Hey all. Not that I don"t like this forum, but I have not been able to start threads or post replies on Glock Talk since I joined last month. I keep getting screens saying i am not authorizer to do so. Any ideas from some one who belongs to that forum also? My name there is Tomaximus also.
By the way, reading posts here helped me choose my first GLOCK, A G22RTF2 . I have 250 rounds through it so far and love it. I had a M&P40 and love the Glock much better.tumbleweed


----------



## Freedom1911 (Oct 22, 2009)

Welcome to the forum.

Congrats on your new G22. Hope you have lots of fun with it.


----------



## camaro*73 (Feb 19, 2010)

tomaximus said:


> Hey all.

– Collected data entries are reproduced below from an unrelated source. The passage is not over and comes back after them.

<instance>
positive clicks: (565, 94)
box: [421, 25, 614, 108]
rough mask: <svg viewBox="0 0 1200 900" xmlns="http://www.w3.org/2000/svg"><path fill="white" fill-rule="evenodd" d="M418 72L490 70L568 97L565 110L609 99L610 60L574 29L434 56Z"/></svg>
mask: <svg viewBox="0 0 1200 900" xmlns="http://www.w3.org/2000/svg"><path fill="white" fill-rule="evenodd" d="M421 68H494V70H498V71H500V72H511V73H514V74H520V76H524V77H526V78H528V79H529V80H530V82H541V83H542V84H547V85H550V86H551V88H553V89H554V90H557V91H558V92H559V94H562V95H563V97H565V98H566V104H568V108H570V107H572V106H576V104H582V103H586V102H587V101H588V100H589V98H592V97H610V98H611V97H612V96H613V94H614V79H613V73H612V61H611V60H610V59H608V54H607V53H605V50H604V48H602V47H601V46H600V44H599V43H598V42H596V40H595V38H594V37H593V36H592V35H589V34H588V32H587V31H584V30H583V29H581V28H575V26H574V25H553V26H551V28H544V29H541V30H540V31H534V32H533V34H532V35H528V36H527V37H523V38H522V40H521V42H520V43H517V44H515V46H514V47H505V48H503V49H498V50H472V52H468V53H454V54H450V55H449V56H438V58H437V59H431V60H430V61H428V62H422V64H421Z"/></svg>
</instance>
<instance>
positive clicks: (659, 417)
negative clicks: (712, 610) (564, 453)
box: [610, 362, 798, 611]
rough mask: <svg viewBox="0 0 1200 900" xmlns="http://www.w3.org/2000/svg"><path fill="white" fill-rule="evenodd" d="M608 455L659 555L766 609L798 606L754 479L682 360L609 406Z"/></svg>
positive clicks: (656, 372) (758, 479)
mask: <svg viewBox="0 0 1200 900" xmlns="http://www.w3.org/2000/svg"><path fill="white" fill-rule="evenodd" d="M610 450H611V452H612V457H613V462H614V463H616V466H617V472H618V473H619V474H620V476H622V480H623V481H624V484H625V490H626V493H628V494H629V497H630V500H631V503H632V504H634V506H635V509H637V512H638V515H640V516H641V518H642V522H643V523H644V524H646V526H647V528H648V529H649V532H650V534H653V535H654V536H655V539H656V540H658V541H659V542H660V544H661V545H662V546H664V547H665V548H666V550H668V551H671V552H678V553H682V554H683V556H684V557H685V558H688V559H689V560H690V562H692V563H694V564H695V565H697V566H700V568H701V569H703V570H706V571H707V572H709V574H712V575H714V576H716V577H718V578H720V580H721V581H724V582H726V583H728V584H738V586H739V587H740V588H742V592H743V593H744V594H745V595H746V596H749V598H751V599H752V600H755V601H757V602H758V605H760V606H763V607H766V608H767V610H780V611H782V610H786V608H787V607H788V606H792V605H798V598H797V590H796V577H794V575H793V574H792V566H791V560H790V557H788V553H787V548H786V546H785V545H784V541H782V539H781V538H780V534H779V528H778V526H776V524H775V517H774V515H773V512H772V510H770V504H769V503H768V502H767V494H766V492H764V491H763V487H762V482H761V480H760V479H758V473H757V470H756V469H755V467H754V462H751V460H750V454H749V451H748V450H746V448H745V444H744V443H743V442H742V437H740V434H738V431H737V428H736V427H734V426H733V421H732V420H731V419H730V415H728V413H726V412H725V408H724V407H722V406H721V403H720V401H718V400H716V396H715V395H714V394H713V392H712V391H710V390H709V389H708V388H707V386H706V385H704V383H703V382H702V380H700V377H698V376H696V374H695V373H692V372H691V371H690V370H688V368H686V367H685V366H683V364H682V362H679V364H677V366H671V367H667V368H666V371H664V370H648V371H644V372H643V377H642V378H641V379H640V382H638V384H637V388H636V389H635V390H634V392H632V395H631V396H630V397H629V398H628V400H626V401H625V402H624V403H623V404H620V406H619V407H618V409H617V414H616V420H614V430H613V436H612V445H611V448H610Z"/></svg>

Not that I don"t like this forum, but I have not been able to start threads or post replies on Glock Talk since I joined last month. I keep getting screens saying i am not authorizer to do so. Any ideas from some one who belongs to that forum also? My name there is Tomaximus also.
> By the way, reading posts here helped me choose my first GLOCK, A G22RTF2 . I have 250 rounds through it so far and love it. I had a M&P40 and love the Glock much better.tumbleweed


Congrats on your new G22RTF2. I bought the same gun about a month ago and love it. I signed up with Glock talk sometime last week and I get the same screens that you get also. That is why I am here now. There are way more members here and you can get just as good answeres here as you would get with Glock talk.


----------



## MonsterB (Oct 25, 2009)

Hmmm weird, I joined about 3 months ago and I have no problems...even from my cell phone...it is a very busy site, theres often 3-4 pages of recent posts every day, of course theres plenty of immature retards but also alot of good info too....probably a little less mature than this forum, but much busier..


----------



## BeefyBeefo (Jan 30, 2008)

Welcome...


:watching:


----------



## Todd (Jul 3, 2006)

I don't see a need to have a thread_ here _discussing page access problems_ there. _Contact their admin if you're having problems.


----------